Quality Control (QC) has been talked about for quite some time now and Bio-Rad has been associated with this product education, hand holding as well as association with major institutes for over two decades now. Dr Anjali Singh, Medical Advisor Bio-Rad Laboratories India (Pvt) Ltd shared the basics of QC.

She talked about how the entire patient impact comes from a number that labs give out in their report and how that number is dependent on multiple factors, for which they work day in and day out.

She also gave an example of an instance when a report has poor quality and how it can lead to inappropriate action for the patient, one can over investigate the patient when they don’t require so many investigations; high costs, harassment involved for a sick patient or the patient can also be over treated or even given a wrong treatment. She also shared how there can be delay in action if the report is to be repeated or done in another lab for confirmation, which can lead to loss of credibility of the laboratory. She added that legal actions can also be taken against the laboratory.

She shared her views on how does a lab ensure good quality results and how can a lab ensure or demonstrate to their patients that their reports are correct? She stated that there are certain materials that help like mimicking the patient’s sample.

We run it before running any patient’s sample, if the results are okay we assume that most likely the patient report is going to be okay. If the results are not okay, patients’ results may be compromised,” said Dr Singh. She further elaborated that by the term mimic, it is meant that it should have a similar matrix to patient samples, should be independent of any one instrument, different from calibrator, cover the clinical decision values, should be easy to use, stable for long periods and have at least 2 levels.

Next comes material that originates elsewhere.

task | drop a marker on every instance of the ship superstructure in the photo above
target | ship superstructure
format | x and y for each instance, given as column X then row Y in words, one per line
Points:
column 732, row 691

She elaborated that once all these materials are available and they run this QC material. And if the value of this material is as expected the value to be, then it is believed that their instrument is fine and their patient report is correct. If the QC value is not as expected, then patient testing is stopped. “We first investigate the problem, QC is rerun and if the QC is okay then only we run the patients sample.

There are various causes that can lead to wrong reports, such as instrument maintenance; change of instrument part; major repair of instrument; change of reagent lot; recalibration; calibration failure; change of light source; change in incubation temperature (for enzymes only); failure of reagent dispensing system; failure of sampling system and change in environment (temperature/ humidity).

Sometimes, we see the values are close together but they are not the real values, true values and it is impossible to find the true value from IQC because IQC is repeatable,” said Dr Singh.

She also averred that even after using QC there is a possibility that lab reports do not match with other lab reports. “And the question arises that why our lab are reports not matching? There comes the concept of EQAS (External Quality Assurance Scheme), so believe that our report has to be accurate, that is near the value that is expected and it has to be precise that is if we repeat it ten times, it still gives the same outcome,” said Dr Singh.

She shared that if a lab is accredited, the accrediting agencies come and perform regular audits, check if QC was run at required frequency, was corrective action taken in case of QC failure and if any patient tests were done if QC was not ok.

She added that QC is an important step in maintaining quality of patient testing. Both internal and external QC are equally important/ one cannot substitute another. As a clinician, an accredited lab can be believed to be running QC at required frequency.